En effet, une représentation a besoin de remplir la salle au minimum à 50%  pour être rentable. Malheureusement, la plupart d’entre elles ne dépasse pas les 20/30% de remplissage. Le propriétaire Bill Kenwright ne ménage pas ses efforts pour convaincre les habitants de Windsor de venir (ou revenir) dans son théâtre. « Si vous n’avez pas visité le Theatre Royal avant, venez voir ce que l’on a vous offrir. Et si vous étiez déjà venu, n’hésitez pas à revenir » répète-t-il dans la brochure du théâtre.

II n’a pas hésité non plus à mettre en place une politique attractive de billetterie en offrant carrément aux nouveaux clients des billets gratuits (pour certaines représentations seulement) et des billets demi-tarifs pour les autres spectacles. Les spectateurs réguliers se sont vus quant à eux offrir également des billets demi-tarifs pour deux représentations à condition d’amener avec eux un nouveau spectateur pour qui ça sera gratuit les deux fois.

L’idée est bien sûr d’attirer les nouveaux clients avec des offres attractives voire de la gratuité dans un premier temps, afin de leur donner envie de s‘abonner et de payer (plein pot cette fois) les futures représentations. Le Theatre Royal ne manque vraiment pas d’atouts pour être rentable : sa brochure est l’une des plus attractives de Grande-Bretagne avec beaucoup de têtes d’affiches pour un lieu relativement petit.

Cette question de la rentabilité se pose également en France et notamment à Paris où les fermetures de salles se sont multipliées ces dernières années. Le secteur culturel et artistique est soumis comme tous les autres secteurs aux aléas du marché et à la dure loi de la rentabilité. Les directeurs de salles se doivent de se montrer créatifs s’ils veulent attirer des spectateurs et rentabiliser leur billetterie. Car si les théâtres publics bénéficient de subventions importantes de la part de l’Etat, ce n’est pas le cas des théâtres privés dont le modèle économique est plus fragile. Certains innovent, comme les Bouffes du Nord (public) qui a tenté pour la première fois en 2011 la voie du mécénat. Le principe: un traitement VIP pour les spectateurs qui donnent 3.000 euros (dont 1.000 euros déductibles des impôts) pour financer un opéra.
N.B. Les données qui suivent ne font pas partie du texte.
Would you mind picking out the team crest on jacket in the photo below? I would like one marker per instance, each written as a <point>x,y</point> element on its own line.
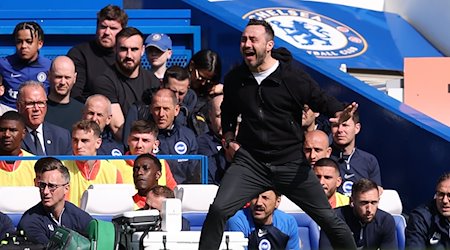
<point>316,34</point>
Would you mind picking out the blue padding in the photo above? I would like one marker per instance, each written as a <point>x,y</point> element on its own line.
<point>308,231</point>
<point>195,219</point>
<point>400,225</point>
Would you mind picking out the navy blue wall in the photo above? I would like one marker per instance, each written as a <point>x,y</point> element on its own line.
<point>412,149</point>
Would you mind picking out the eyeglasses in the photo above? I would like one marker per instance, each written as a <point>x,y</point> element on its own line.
<point>200,78</point>
<point>51,187</point>
<point>39,104</point>
<point>145,167</point>
<point>440,195</point>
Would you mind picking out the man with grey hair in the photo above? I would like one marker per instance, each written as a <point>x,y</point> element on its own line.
<point>62,77</point>
<point>41,221</point>
<point>42,138</point>
<point>98,108</point>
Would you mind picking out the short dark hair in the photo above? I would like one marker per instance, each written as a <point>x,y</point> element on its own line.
<point>87,125</point>
<point>208,60</point>
<point>362,186</point>
<point>163,191</point>
<point>50,163</point>
<point>151,157</point>
<point>13,116</point>
<point>327,162</point>
<point>445,176</point>
<point>129,32</point>
<point>114,13</point>
<point>144,127</point>
<point>269,30</point>
<point>34,28</point>
<point>176,72</point>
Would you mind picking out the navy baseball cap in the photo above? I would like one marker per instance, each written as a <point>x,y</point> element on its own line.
<point>160,41</point>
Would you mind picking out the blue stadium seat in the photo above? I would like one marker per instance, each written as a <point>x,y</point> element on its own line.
<point>308,231</point>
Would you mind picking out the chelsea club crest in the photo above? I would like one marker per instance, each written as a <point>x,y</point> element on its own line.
<point>316,34</point>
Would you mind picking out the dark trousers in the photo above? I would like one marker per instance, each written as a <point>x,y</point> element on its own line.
<point>247,177</point>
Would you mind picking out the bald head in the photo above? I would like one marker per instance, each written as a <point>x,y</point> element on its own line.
<point>316,146</point>
<point>62,77</point>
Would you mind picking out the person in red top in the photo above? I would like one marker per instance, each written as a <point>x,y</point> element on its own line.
<point>85,142</point>
<point>146,172</point>
<point>143,140</point>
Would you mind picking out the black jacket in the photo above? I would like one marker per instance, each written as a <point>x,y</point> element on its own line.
<point>271,126</point>
<point>427,228</point>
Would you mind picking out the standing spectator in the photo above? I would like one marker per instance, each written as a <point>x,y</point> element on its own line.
<point>205,68</point>
<point>98,109</point>
<point>316,146</point>
<point>62,77</point>
<point>26,64</point>
<point>428,225</point>
<point>267,92</point>
<point>264,225</point>
<point>94,57</point>
<point>53,211</point>
<point>143,139</point>
<point>85,142</point>
<point>327,171</point>
<point>42,138</point>
<point>158,49</point>
<point>210,145</point>
<point>12,132</point>
<point>354,163</point>
<point>175,139</point>
<point>372,228</point>
<point>126,82</point>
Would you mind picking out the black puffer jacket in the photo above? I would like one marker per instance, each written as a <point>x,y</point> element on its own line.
<point>271,129</point>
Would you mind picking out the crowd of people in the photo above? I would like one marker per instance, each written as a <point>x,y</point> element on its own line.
<point>267,130</point>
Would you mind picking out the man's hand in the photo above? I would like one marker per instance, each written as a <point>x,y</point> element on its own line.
<point>345,114</point>
<point>230,146</point>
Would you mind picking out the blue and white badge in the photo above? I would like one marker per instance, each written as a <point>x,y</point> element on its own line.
<point>316,34</point>
<point>180,147</point>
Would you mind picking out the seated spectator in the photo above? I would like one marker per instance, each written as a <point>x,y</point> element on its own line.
<point>316,146</point>
<point>428,225</point>
<point>264,225</point>
<point>372,228</point>
<point>146,172</point>
<point>126,81</point>
<point>41,221</point>
<point>327,171</point>
<point>85,142</point>
<point>6,226</point>
<point>98,109</point>
<point>25,64</point>
<point>176,79</point>
<point>354,163</point>
<point>205,68</point>
<point>12,132</point>
<point>42,138</point>
<point>155,198</point>
<point>175,139</point>
<point>62,77</point>
<point>210,143</point>
<point>158,49</point>
<point>94,57</point>
<point>143,140</point>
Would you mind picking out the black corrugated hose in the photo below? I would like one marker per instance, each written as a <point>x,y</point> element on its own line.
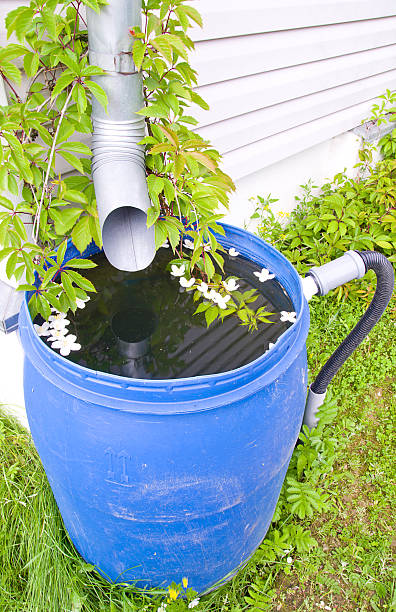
<point>383,293</point>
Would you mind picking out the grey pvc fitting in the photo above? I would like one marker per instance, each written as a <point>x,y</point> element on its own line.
<point>335,273</point>
<point>118,164</point>
<point>314,402</point>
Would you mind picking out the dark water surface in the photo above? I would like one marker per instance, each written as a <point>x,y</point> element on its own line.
<point>141,324</point>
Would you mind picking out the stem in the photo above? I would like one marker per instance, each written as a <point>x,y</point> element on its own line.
<point>75,23</point>
<point>36,224</point>
<point>10,86</point>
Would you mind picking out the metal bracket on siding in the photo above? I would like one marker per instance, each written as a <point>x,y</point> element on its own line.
<point>120,62</point>
<point>371,131</point>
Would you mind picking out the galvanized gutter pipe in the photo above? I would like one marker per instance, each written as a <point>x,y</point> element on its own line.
<point>118,164</point>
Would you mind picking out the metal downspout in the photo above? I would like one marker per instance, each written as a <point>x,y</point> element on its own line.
<point>118,164</point>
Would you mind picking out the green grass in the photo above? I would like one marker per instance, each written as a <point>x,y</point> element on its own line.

Du côté du privé, les théâtres ont trouvé une solution pour parer aux mauvais coups : ils versent une quote-part de leurs revenus à l’Association pour le Soutien du Théâtre Privé (6,8 millions d’euros en 2010), qui utilise ces fonds pour fournir des avances ou amortir les déficits. Une sorte de mécanisme de régulation où les succès soutiennent les échecs. Toujours dans la même idée, on peut aussi penser à l’initiative de ce théâtre espagnol qui avait développé l’application PayPerLaugh. Pour pallier la baisse historique de la fréquentation des théâtres dans le pays, le théâtre Neu (Barcelone) avait décidé de ne faire payer les spectateurs qu’à partir du moment où ils souriaient, ceci grâce à un système de reconnaissance faciale qui détectait les sourires sur les visages des spectateurs. Cela avait permis d’augmenter la fréquentation de 35%.

Espérons qu’avec ces nouvelles stratégies associées à la montée du yield management (adaptation du prix d’une prestation en fonction du moment et du segment de clientèle) et des billetteries participatives (proposer au futur spectateur de réserver sa place pour un évènement qui n’aura lieu que si un nombre suffisant de pré -réservations sont enregistrées sinon l’évènement est annulé et le spectateur remboursé), les salles de théâtres retrouvent leur prestige d’antan et échappent à ce que les directeurs de salles redoutent le plus : le tombé de rideau définitif.